Krachi Hospital Gives NHIS Payment

The Catholic Hospital at Krachi Nkwanta in the Volta Region has bemoaned the inability of the National Health Insurance Authority (NHIA) to pay for the medical bills of subscribers of the National Health Insurance Scheme (NHIS) who patronise the services of the hospital.

According to the management of the hospital, the NHIA has been indebted to the health facility for about 12 months, crippling its operations.

The hospital’s suppliers have reportedly seized supplying medical items, including even basic items like hand gloves, because it is unable to pay its debt, apparently due to the fact government has not paid the facility for about a year now.

The administrator of the Krachi Nkwanta Catholic Hospital, Georgina Quayson, who made this known in an interview with DAILY GUIDE, said all efforts to get the NHIA to settle its indebtedness to the hospital have proven futile.

According to her, the last time the hospital received payment from government for NHIS services it provided to clients was in March 2016 and that even though the NHIA has not been able to pay the hospital, it has been able to promptly pay other hospitals in the area like the Krachi Nkwanta Government Hospital.

The development, she bemoaned, was badly affecting the operations of the hospital, calling on government to take urgent step to resolve the matter.

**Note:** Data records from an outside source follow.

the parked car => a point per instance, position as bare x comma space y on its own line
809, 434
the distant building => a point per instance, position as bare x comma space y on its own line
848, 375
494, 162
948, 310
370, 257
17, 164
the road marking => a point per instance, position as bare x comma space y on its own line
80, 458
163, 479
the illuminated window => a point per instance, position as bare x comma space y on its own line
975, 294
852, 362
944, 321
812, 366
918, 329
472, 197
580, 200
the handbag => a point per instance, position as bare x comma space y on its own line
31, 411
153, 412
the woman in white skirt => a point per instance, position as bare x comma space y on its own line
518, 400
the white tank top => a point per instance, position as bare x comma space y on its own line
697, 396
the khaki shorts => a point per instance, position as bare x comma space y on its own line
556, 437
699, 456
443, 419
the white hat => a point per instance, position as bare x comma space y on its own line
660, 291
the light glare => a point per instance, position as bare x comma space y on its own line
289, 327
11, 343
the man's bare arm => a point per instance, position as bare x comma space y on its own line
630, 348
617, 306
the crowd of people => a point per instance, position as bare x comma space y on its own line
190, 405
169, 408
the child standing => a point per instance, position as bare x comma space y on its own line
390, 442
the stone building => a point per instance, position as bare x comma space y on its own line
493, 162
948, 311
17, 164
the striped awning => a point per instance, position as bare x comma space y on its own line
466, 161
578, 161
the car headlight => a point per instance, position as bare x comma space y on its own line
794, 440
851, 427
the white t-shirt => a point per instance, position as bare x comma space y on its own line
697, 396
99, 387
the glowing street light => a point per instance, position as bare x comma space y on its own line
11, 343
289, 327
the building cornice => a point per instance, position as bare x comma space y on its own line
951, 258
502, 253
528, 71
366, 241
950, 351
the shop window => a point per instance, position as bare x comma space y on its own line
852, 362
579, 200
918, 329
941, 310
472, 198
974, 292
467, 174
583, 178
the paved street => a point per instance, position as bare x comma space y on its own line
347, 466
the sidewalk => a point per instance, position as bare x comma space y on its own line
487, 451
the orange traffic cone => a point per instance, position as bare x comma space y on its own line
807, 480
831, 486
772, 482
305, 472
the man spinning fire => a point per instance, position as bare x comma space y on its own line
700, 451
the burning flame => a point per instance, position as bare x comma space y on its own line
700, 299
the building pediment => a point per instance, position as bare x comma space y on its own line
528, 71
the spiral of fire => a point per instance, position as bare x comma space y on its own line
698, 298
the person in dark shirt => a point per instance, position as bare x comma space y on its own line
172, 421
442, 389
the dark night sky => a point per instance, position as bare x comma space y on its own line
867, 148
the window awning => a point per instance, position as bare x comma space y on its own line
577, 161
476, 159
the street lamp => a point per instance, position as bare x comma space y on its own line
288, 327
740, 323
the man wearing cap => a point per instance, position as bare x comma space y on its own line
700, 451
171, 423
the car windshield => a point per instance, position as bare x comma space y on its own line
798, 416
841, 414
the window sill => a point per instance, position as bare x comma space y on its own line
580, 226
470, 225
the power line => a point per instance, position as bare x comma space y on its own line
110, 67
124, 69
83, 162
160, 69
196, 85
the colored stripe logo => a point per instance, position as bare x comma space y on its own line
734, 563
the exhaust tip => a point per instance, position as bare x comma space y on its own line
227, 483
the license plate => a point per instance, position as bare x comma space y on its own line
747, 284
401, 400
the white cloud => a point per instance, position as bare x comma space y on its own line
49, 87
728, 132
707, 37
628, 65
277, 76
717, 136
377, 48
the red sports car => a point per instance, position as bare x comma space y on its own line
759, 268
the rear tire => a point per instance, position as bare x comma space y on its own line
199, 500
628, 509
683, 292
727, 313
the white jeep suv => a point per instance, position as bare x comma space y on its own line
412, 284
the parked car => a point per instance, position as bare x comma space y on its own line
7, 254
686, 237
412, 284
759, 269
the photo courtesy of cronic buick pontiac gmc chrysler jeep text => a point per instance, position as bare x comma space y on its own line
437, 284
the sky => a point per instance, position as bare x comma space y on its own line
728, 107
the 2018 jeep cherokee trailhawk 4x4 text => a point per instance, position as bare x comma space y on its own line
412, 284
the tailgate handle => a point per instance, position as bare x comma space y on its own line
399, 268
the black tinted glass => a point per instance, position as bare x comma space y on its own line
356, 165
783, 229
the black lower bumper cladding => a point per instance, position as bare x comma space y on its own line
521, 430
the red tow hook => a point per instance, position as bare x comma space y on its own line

Being a Christian-owned hospital, she said, officials of the facility were restrained by their moral and religious principles to turn patients who go in for medical care at the hospital away because they are NHIS beneficiaries.

But she was quick to add that as the hospital tried its best to contribute to the health needs of residents within the area, government through the NHIS should also play its part by making prompt payment so that the hospital would be able to meet its obligations to its suppliers.

DAILY GUIDE has learnt that about 95 percent of the Catholic Hospital’s clients are beneficiaries of the NHIS, and thus it means apparently that a substantial amount of cash needed to ensure its continuous survival is expected from the central government through the payment of NHIS money.